Analysis of the case study data shows that while in some instances it is quite clear that the criminal activity is being carried out by a fraudster there are many cases where the distinction between fraudster and victim is not so straightforward.
If a company has been targeted several times by a person using a payment card and the bookings show various email addresses, IP addresses, and passenger names, then the likelihood is that the card holder has been the victim of an organised fraud.
One of the most commonly encountered situations is where the card holder has had their details misused and is not the fraudster. When this situation arises the fraudster is likely to be one of the other passengers travelling in the party. This is especially true of serious criminals who are making use of the services illegally obtained but are trying to remain hidden by not appearing as the lead passenger or person making the payment. Where a company is repeatedly targeted a frequent fraudster is likely to pop up on many bookings and may raise suspicion, but never enough to confirm the actual identity of who the fraudster is.

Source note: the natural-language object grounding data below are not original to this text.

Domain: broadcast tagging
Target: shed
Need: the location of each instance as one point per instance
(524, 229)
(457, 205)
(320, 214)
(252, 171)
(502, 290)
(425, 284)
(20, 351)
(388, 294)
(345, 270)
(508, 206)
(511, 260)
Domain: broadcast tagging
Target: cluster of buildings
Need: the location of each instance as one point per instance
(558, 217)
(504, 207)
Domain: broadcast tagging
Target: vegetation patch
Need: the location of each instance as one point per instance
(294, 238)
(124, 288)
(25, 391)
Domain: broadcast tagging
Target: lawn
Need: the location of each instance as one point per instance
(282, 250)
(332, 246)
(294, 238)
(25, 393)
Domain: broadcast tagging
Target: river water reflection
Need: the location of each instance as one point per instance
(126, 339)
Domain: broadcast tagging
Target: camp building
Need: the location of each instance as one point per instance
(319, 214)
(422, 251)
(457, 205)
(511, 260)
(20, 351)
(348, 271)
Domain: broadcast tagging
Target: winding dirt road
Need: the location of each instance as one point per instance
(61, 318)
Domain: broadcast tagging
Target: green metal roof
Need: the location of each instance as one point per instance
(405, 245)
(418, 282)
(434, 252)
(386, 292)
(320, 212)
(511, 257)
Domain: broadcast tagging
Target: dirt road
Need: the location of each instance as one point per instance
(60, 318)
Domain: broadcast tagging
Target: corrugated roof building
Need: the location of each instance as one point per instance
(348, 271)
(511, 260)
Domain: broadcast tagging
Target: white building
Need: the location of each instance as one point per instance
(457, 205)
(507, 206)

In some cases the fraudster does not appear on the booking at all. This occurs when they act as ‘the travel agent’ offering their services to organise travel arrangements from an airline for an innocent party, fulfilling the services requested and taking the innocent victims money, but purchasing the elements of the services from the airline on stolen credit cards. This is particularly common when defrauding airlines of tickets.
This situation creates three potential victims in one transaction, the individual that has purchased their travel arrangements in good faith only to find out that they have taken part in a fraudulent booking, the defrauded card holder and the airline or hotel that eventually receives a chargeback. In some cases the airline or hotel may permit the travel arrangements to be used, but only if further payment is made.
Another type of payment fraud that arises in travel is where the card holder has committed fraud themselves as they are looking for a free holiday exploiting the credit card refund provisions in section 75 of the Consumer Credit Act. This is type of fraud is usually referred to as a chargeback and typically occurs when groups of people travel together.
The concluding fact is that it is not always clear who is the innocent victim and who is the fraudster.